More sensibly you would try to estimate a long run demand curve for the dirty good that inside of it included cross-price elasticities of substitution. That is, don’t try to figure out what the market will come up with just look at how the market has responded to past prices and try to build a demand schedule.
More likely is that because there is a lot of guesswork involved in this process, modelers are erring on the side of caution. For example, what is the long, long run price elasticity of carbon emitted by coal. Hard to know but its got to be greater than long long run price elasticity of coal. Lets just use that as an upper bound and call that “high price scenario.”

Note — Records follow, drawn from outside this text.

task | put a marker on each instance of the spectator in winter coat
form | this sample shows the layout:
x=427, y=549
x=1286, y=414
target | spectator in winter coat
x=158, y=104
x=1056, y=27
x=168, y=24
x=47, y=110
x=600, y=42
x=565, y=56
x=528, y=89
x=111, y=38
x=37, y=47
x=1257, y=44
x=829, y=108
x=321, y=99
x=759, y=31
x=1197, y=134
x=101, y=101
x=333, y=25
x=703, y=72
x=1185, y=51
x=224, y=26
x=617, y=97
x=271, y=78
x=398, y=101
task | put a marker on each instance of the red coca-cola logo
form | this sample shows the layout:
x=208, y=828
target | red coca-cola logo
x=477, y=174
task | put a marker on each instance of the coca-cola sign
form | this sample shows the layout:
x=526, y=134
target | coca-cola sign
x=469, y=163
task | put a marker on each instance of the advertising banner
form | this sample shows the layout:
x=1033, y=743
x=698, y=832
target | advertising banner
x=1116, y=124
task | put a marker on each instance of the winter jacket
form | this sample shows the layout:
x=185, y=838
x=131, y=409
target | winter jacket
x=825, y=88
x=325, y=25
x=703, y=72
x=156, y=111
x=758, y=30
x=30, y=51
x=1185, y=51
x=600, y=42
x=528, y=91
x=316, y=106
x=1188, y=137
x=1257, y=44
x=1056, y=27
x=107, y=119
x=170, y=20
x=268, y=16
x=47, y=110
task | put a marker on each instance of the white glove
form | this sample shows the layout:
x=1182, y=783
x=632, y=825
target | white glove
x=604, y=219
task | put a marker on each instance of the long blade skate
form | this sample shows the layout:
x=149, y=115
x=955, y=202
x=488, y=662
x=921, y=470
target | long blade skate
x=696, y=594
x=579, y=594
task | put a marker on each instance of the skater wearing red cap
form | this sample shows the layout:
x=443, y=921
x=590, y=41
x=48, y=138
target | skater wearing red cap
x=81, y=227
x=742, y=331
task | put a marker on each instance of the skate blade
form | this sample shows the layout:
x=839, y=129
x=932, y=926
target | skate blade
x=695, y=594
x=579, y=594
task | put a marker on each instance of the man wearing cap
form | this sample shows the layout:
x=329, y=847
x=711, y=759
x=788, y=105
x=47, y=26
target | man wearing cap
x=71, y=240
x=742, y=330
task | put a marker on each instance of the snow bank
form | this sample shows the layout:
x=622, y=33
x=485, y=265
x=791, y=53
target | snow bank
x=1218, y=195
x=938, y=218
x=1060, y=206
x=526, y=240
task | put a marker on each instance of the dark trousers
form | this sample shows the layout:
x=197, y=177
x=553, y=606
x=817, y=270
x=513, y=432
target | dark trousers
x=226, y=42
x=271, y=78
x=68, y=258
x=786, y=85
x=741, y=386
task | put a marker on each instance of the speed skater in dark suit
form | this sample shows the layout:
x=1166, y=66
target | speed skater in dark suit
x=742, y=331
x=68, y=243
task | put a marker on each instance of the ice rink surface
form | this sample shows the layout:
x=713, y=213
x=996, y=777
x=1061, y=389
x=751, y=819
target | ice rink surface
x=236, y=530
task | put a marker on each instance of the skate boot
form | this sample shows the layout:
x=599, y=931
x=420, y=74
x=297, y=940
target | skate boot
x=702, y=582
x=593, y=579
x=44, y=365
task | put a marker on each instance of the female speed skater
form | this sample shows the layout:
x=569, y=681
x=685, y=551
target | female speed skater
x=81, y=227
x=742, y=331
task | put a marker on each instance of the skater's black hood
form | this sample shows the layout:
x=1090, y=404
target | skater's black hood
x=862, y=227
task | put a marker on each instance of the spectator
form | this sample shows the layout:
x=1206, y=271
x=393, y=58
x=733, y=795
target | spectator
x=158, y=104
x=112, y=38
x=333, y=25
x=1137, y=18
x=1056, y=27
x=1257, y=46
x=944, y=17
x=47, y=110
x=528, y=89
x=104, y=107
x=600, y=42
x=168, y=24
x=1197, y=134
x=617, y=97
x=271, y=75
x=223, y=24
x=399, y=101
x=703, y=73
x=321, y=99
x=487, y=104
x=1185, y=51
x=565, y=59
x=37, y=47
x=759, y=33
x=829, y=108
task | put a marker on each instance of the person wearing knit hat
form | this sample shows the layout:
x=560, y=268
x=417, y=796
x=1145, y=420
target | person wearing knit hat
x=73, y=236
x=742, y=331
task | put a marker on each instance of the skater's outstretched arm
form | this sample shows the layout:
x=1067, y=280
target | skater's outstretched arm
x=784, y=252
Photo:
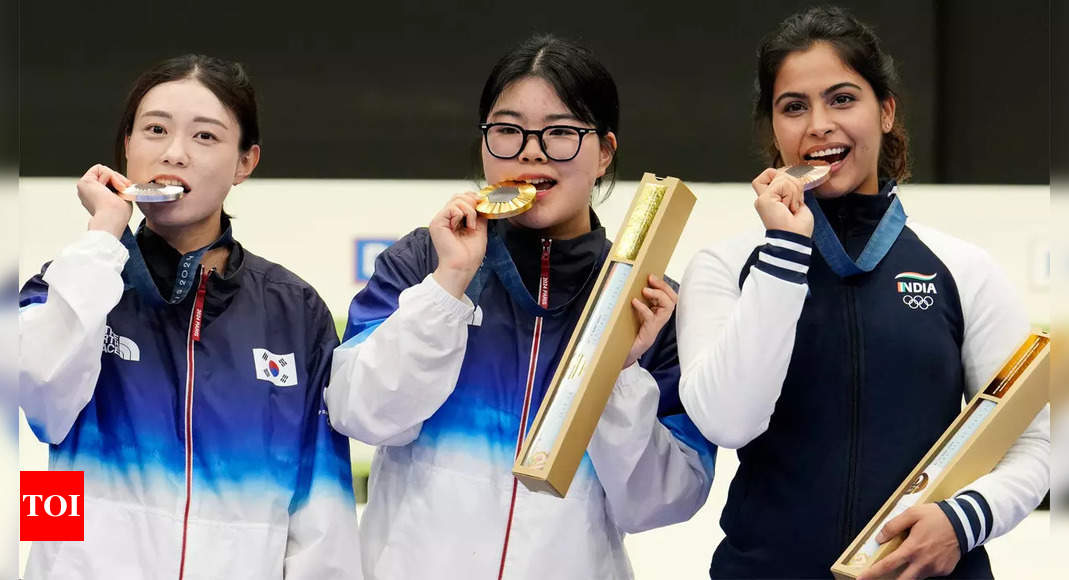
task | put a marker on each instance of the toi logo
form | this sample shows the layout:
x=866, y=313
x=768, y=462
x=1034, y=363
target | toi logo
x=51, y=506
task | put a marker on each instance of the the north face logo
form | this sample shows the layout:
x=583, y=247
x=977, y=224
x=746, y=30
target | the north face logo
x=120, y=346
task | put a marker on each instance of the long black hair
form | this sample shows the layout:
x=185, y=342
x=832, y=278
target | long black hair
x=581, y=80
x=858, y=47
x=227, y=80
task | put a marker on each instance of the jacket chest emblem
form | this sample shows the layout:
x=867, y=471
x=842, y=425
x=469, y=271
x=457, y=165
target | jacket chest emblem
x=279, y=370
x=120, y=346
x=917, y=291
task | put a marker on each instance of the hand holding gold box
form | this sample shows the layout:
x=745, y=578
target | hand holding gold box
x=970, y=448
x=606, y=329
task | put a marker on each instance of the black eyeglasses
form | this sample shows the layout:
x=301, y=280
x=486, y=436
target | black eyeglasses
x=558, y=142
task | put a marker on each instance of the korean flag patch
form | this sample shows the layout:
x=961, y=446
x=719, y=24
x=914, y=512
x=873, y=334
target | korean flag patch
x=279, y=370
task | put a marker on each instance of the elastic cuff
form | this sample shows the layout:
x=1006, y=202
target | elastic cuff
x=971, y=517
x=459, y=310
x=785, y=255
x=102, y=245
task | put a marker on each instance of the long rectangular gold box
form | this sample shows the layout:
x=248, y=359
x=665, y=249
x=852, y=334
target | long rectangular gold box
x=970, y=448
x=583, y=382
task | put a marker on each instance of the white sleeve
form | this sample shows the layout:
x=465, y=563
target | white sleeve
x=385, y=383
x=995, y=326
x=734, y=346
x=61, y=338
x=650, y=477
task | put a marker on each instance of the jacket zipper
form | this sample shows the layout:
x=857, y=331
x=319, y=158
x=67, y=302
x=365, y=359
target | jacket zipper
x=854, y=395
x=196, y=322
x=543, y=300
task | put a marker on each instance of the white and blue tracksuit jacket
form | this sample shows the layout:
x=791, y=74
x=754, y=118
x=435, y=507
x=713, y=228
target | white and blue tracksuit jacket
x=447, y=391
x=199, y=425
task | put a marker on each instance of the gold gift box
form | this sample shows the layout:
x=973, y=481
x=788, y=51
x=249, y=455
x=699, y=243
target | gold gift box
x=970, y=448
x=603, y=336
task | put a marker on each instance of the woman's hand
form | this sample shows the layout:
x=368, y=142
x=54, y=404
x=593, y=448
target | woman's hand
x=653, y=314
x=780, y=202
x=109, y=212
x=930, y=548
x=459, y=234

The analysis is probably more sophisticated than that but the idea is that you often have to bound your estimate by things that you are pretty darn sure are greater or less than the target.

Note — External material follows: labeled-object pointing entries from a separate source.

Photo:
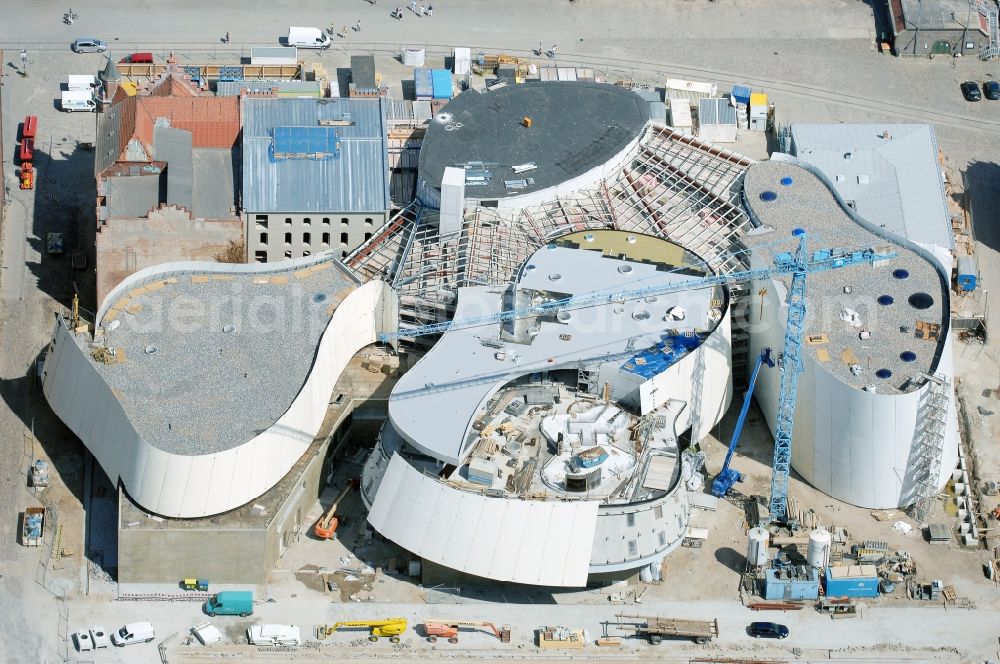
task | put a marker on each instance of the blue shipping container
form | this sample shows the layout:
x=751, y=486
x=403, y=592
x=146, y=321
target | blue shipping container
x=423, y=84
x=966, y=277
x=442, y=83
x=741, y=94
x=853, y=586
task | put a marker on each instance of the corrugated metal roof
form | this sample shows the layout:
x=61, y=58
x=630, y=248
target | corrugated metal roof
x=174, y=147
x=716, y=111
x=356, y=182
x=131, y=197
x=893, y=181
x=281, y=88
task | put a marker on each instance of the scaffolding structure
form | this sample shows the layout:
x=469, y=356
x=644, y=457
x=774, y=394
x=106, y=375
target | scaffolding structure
x=672, y=186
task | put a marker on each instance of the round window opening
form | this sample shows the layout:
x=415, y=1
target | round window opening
x=921, y=301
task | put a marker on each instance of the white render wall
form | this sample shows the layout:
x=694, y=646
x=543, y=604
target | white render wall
x=702, y=379
x=850, y=444
x=196, y=486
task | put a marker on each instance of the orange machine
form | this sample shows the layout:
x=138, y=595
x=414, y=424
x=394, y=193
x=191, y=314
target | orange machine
x=327, y=524
x=27, y=176
x=448, y=629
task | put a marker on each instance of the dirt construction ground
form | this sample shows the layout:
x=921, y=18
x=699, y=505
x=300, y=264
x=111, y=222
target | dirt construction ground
x=818, y=62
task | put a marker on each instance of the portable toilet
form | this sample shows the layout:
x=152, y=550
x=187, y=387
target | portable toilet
x=966, y=274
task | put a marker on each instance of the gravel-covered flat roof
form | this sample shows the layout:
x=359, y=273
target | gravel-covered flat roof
x=891, y=297
x=575, y=127
x=191, y=384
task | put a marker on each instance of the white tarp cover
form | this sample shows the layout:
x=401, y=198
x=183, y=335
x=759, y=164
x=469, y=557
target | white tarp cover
x=523, y=541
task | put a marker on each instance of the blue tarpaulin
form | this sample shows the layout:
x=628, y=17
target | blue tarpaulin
x=658, y=358
x=442, y=83
x=305, y=143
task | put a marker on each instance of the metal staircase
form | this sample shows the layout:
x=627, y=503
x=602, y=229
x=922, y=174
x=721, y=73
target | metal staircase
x=930, y=444
x=988, y=10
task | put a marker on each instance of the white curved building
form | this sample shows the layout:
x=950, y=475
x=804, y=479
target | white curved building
x=875, y=424
x=206, y=382
x=545, y=449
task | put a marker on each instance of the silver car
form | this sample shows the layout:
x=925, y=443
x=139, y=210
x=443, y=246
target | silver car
x=89, y=45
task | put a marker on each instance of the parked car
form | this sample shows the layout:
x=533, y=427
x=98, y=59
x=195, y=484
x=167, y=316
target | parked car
x=143, y=58
x=767, y=631
x=89, y=45
x=970, y=90
x=133, y=633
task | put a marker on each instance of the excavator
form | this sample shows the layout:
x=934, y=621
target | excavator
x=448, y=629
x=390, y=627
x=327, y=524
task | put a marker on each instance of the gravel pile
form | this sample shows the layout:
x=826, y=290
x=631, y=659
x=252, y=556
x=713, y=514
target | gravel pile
x=890, y=297
x=211, y=364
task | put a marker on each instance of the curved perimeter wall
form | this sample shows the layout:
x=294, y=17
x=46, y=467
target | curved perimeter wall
x=853, y=445
x=196, y=486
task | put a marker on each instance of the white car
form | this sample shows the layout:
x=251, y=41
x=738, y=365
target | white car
x=274, y=635
x=133, y=633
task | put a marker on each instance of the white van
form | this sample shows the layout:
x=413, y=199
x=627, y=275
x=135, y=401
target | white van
x=78, y=100
x=81, y=82
x=308, y=38
x=133, y=633
x=274, y=635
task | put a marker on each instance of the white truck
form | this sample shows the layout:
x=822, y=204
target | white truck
x=274, y=635
x=78, y=100
x=307, y=38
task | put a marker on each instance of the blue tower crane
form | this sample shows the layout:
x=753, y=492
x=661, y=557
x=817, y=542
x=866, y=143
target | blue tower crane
x=797, y=264
x=727, y=477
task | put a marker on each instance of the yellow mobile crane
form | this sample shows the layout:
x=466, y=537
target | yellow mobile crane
x=390, y=627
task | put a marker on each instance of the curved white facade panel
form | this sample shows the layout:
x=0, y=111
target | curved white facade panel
x=859, y=436
x=523, y=541
x=187, y=485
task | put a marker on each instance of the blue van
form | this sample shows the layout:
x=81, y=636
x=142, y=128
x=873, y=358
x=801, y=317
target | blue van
x=230, y=603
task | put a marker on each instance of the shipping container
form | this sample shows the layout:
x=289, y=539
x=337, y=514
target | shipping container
x=441, y=84
x=423, y=84
x=791, y=583
x=966, y=276
x=851, y=581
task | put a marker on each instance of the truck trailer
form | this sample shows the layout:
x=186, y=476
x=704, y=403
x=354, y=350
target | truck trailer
x=655, y=628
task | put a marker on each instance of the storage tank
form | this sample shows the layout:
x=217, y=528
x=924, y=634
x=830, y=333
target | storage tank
x=757, y=547
x=818, y=554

— Karl Smith · Jun 23, 05:54 PM · #
How does the market or a market predict the cost of “environmental costs?”
— cw · Jun 23, 06:08 PM · #
That was a very clumsy sentence. I just meant to say “predict environmental costs.”
— cw · Jun 23, 06:09 PM · #
Karl:
At a very high level of abstraction, your outline describes how, for example, the inetgrated environment-economics models that are used to generate long-run predictions of climate change impacts work. They ususally go sector-by-sector, but use historical market-based reactions to changes to estimate response functions. A classic simple case is the so-called spontaneous technology improvement function. I think the debate would be “Yes, but couldn’t this response function itself change in this new environemnt?”.
— Jim Manzi · Jun 23, 06:17 PM · #
I don’t see that the situation is as symmetrical as this post posits. Consider the following analogy. Suppose that we compare the costs of stronger building codes in earthquake-prone areas versus the costs of damages due to earthquakes.
It’s not clear to me that markets can affect the latter to the same extent that they can the former. It wouldn’t surprise me if the estimates of building code costs were too large, partly for the reason that Brad says, but for other reasons as well. But the cost of earthquake damage seems much more closely tied to the physical properties of the buildings, the frequency of earthquakes, etc. Once a building is built, it will either collapse in an earthquake or it won’t, no matter what the market wants.
I suppose one could argue that the market will itself predict the proper engineering for buildings, but if that were true, we wouldn’t ever have market bubbles.
— Chris · Jun 23, 08:06 PM · #
Never mind. I see that I have misread this post.